One common cause of apply-worker failures is schema drift between the publisher and subscriber. Two common log patterns for schema drift are:
logical replication target relation "public.doctor" is missing replicated columns: "personnel_id", "role_function_id"
logical replication apply worker for subscription "paradedb_subscription" has started
background worker "logical replication apply worker" (PID 2570238) exited with exit code 1
The first message is the root cause. The second means the apply worker crashed after hitting that error and PostgreSQL will try to restart it. When you see these messages:
  1. Inspect the subscriber logs for the first schema-mismatch error, not just the worker restart message
  2. Compare the affected table definition on the publisher and ParadeDB
  3. Apply the missing DDL on ParadeDB
  4. Re-enable or refresh the subscription if needed
  5. Rebuild any BM25 indexes affected by the schema change
Another common cause of apply-worker failures is a logical replication conflict. For example, a duplicate key, a permissions failure on the target table, or row-level security on the subscriber can stop replication even when the schemas match.
ERROR: duplicate key value violates unique constraint ...
CONTEXT: processing remote data during INSERT for replication target relation ...
When you suspect a replication conflict:
  1. Inspect the subscriber logs for the first conflict error and note the finish LSN and replication origin if PostgreSQL logged them
  2. Resolve the underlying issue on the subscriber, such as conflicting local data, missing privileges, or row-level security policy interference
  3. Resume replication normally once the conflict is removed
  4. Only if you intentionally want to discard that remote transaction, use ALTER SUBSCRIPTION ... SKIP with care
Skipping a conflicting transaction can leave the subscriber inconsistent, so it should be treated as a last resort rather than the default fix. For conflict types and the PostgreSQL recovery workflow, see the PostgreSQL logical replication conflicts documentation.

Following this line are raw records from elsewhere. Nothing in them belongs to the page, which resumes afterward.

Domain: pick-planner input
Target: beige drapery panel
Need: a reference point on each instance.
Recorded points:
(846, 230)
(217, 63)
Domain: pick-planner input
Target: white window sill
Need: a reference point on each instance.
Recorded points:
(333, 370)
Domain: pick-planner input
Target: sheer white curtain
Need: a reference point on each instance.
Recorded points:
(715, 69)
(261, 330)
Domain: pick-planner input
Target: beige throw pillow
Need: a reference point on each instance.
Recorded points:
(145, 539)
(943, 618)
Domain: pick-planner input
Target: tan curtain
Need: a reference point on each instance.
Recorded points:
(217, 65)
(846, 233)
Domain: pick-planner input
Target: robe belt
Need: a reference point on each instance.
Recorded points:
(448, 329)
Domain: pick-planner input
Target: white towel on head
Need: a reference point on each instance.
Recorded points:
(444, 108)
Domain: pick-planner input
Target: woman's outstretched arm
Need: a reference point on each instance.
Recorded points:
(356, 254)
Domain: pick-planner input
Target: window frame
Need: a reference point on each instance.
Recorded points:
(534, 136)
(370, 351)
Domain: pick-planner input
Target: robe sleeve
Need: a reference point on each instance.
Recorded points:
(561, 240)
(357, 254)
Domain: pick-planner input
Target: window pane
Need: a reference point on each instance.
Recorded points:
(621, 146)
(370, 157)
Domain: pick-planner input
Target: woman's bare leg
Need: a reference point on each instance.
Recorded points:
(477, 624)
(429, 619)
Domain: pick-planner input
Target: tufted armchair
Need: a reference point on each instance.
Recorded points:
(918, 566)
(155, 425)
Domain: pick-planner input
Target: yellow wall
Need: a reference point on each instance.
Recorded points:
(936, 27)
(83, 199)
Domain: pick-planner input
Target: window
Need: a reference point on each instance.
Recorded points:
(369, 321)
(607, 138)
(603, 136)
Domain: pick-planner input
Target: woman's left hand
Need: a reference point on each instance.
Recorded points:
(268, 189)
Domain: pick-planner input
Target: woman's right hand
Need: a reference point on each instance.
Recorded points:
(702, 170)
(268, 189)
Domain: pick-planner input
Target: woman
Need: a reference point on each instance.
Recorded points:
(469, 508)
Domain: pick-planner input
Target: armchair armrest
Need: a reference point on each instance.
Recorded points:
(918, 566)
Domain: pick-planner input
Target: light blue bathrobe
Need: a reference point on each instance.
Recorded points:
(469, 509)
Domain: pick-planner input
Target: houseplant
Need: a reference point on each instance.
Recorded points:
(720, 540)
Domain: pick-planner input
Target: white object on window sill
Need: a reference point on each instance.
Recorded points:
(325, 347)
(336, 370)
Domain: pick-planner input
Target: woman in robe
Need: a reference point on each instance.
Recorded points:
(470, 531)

Emergency: WAL Keeps Accumulating on the Publisher

If the logical slot on the publisher is filling disk and ParadeDB cannot catch up quickly enough, the priority is protecting the publisher.
  1. First, fix the subscriber if the issue is simple and recent, such as a schema mismatch or networking issue
  2. If the publisher is running out of disk and the subscriber can be rebuilt, remove the subscription or drop the logical slot so the publisher can recycle WAL again
  3. Recreate the subscription and reseed ParadeDB once the publisher is safe
Disabling the subscription is not an emergency fix for WAL buildup. A disabled subscription still leaves the logical slot behind on the publisher, and that slot can continue retaining WAL.
If the subscriber is reachable and healthy enough to cleanly tear down, dropping the subscription is the cleanest path:
DROP SUBSCRIPTION paradedb_subscription;
To protect the publisher from continued pg_wal growth when you are intentionally giving up the current replica state, drop the slot on the publisher:
SELECT pg_drop_replication_slot('paradedb_subscription');
After either step, ParadeDB must be reinitialized from a fresh schema and data copy before it can resume as a logical subscriber.

Common Pitfalls

  • Starting with pre-populated subscriber tables while using copy_data = true
  • Applying DDL on only one side of the replication link
  • Forgetting that new tables must be added to the publication and refreshed on the subscription
  • Writing directly to subscribed tables on ParadeDB, which can create conflicts with incoming replicated changes
  • Leaving a broken logical slot unattended on the publisher until pg_wal fills disk
  • Assuming ALTER SUBSCRIPTION ... DISABLE relieves publisher-side WAL pressure
For schema-change basics, see Schema Changes. For multiple source databases, see Multi-Database Replication for Microservices.